И тогда я поняла, что если луч солнечного света коснется его, когда он – Путци-пес, то он снова станет человеком. Но вдобавок я узнала и не очень хорошие новости: Путци-пес крутит шашни с этой сукой. Я не допущу, чтобы мой муж ходил налево, даже если речь идет не о людях… но что тут можно поделать? Я не могла заставить его оставаться дома по ночам, он меня не слушался. Так что я решила: если мы сможем уехать из Будапешта, то, может статься, превращений больше не будет. Я пошла к отцу, у него кое-какие Schleppdampfern — как вы их называете? – на реке, и немного денег, и я ему сказала, что нам нужно уехать в Америку.

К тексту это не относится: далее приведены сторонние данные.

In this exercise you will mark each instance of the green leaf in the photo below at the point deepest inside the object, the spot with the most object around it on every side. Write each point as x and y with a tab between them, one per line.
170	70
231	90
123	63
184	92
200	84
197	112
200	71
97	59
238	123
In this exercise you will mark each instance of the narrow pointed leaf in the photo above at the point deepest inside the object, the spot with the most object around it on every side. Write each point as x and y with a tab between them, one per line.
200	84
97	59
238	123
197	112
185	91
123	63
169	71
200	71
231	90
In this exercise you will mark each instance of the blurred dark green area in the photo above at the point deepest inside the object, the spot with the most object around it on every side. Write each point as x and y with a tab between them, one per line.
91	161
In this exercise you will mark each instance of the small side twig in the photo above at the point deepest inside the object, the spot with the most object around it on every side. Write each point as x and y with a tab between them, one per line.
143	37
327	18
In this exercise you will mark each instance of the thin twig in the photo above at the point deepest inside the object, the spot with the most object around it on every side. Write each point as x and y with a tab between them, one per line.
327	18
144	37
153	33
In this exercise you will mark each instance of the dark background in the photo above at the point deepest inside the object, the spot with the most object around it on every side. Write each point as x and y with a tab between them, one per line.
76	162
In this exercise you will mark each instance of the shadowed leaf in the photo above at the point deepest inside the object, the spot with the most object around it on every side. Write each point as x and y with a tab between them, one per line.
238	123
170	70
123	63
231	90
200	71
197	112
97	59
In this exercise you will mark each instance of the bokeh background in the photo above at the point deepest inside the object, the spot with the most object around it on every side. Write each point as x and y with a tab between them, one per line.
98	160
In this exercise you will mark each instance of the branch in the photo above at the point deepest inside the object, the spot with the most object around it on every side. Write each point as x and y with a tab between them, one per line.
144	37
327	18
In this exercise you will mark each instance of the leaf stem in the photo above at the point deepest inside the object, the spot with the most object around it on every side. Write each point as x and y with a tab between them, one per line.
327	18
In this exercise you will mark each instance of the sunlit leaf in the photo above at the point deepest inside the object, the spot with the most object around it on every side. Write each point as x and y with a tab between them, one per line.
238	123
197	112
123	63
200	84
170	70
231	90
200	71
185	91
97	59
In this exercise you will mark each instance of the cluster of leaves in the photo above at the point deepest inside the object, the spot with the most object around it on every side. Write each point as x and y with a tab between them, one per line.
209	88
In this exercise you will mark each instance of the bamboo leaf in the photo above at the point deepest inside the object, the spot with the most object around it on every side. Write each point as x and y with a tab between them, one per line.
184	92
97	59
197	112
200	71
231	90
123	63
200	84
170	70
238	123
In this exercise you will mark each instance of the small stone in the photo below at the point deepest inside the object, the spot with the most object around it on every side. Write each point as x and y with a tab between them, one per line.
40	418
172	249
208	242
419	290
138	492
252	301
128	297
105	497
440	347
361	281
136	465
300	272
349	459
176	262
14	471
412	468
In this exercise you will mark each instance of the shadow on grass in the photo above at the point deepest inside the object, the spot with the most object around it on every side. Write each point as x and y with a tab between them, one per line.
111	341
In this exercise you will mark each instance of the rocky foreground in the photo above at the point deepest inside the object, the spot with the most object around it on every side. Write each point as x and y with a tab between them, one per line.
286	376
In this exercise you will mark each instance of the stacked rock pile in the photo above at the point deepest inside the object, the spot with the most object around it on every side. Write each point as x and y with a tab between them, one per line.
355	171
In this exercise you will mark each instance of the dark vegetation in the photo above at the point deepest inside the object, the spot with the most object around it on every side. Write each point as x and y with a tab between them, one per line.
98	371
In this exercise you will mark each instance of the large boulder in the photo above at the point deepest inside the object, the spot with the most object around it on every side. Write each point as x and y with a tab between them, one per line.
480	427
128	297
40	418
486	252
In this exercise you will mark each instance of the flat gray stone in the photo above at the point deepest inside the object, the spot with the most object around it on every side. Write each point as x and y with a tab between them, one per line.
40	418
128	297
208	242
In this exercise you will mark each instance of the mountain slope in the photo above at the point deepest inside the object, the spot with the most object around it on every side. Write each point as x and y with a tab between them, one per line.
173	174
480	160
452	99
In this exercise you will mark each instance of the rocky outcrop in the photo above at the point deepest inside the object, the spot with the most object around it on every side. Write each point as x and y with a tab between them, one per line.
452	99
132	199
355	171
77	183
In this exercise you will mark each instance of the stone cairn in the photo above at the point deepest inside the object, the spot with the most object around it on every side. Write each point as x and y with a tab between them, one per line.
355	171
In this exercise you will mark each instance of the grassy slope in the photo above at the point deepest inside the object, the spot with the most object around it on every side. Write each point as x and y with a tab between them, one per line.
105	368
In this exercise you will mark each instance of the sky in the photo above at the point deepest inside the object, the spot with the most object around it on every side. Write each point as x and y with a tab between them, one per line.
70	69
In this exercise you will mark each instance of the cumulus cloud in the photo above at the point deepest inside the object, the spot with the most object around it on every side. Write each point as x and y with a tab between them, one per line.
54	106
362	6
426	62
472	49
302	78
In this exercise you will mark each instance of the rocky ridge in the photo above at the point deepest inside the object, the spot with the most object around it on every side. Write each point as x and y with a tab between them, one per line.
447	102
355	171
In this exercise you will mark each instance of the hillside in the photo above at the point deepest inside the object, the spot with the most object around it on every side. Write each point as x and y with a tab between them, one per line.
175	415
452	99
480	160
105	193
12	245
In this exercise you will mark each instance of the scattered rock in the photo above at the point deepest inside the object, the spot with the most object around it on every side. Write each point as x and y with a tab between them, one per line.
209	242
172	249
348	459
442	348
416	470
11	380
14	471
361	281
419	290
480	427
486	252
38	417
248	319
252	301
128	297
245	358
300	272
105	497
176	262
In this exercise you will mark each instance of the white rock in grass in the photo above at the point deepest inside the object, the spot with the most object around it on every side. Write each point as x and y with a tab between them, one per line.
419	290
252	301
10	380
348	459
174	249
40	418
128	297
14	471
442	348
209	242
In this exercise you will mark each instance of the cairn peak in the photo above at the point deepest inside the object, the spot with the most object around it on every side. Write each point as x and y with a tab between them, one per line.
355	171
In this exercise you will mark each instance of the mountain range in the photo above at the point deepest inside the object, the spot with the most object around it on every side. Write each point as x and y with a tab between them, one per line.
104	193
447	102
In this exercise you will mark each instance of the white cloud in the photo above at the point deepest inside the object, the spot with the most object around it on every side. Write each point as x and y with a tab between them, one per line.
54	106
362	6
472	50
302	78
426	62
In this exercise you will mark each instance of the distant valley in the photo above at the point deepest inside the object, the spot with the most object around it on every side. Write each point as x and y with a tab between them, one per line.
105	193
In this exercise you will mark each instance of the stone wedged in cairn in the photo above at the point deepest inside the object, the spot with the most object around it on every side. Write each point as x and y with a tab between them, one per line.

Но вот мы сюда приехали, и здесь все то же самое, только хуже. Беда мне с этим мужчиной! Все, что он делал – ел, ел и ел и рычал, когда еду подавали с опозданием, а вечером он отправлялся в Deutscher Sаngerbund, пил пиво и полночи пел песни с разными Schwobs. Он больше не превращался ни в какую таксу, и я очень об этом сожалела; но однажды ночью кто-то из Sаngerbund привел их всех в бар Гавагана после Sдngerfest. Точно так же Путци привык заходить в Bierstube Кетлера. И вот что произошло – было уже за полночь, я сидела дома и ждала мужа; тут кто-то начал царапаться в дверь, я отворила, и там был Путци-пес, такой хороший, такой нежный.
И вот теперь я собираюсь в отпуск – и я не хочу, чтобы он все испортил, чтобы он вел себя как Путци-человек. И он приходит сюда всякий раз, когда не собирается Sаngerbund, и снова превращается в таксу и гоняется за суками. Но на сей раз – нет! Я заберу его с собой в этом мешке, и лучи солнца его не коснутся.
Госпожа Вакареску проглотила последние капли токайского. Бутылка опрокинулась, когда женщина попыталась поставить ее на стол, и с громким звоном скатилась на пол. Но в этот момент дверь распахнулась, как будто ее толкнула чья-то тяжелая рука. Казалось, снаружи никого не было, но прежде, чем мистер Коэн вышел из-за стойки и запер дверь, маленькая и очень жирная такса вбежала в бар, виляя хвостом так энергично, что сотрясалось все туловище. Песик бросился к госпоже Вакареску.
– Сюда, Путци! – закричала она и приподняла брезент на круглом мешке. Маленькая собака запрыгнула внутрь и с довольным видом устроилась там. Госпожа Вакареску опустила ткань и, тяжело дыша, вышла из бара Гавагана.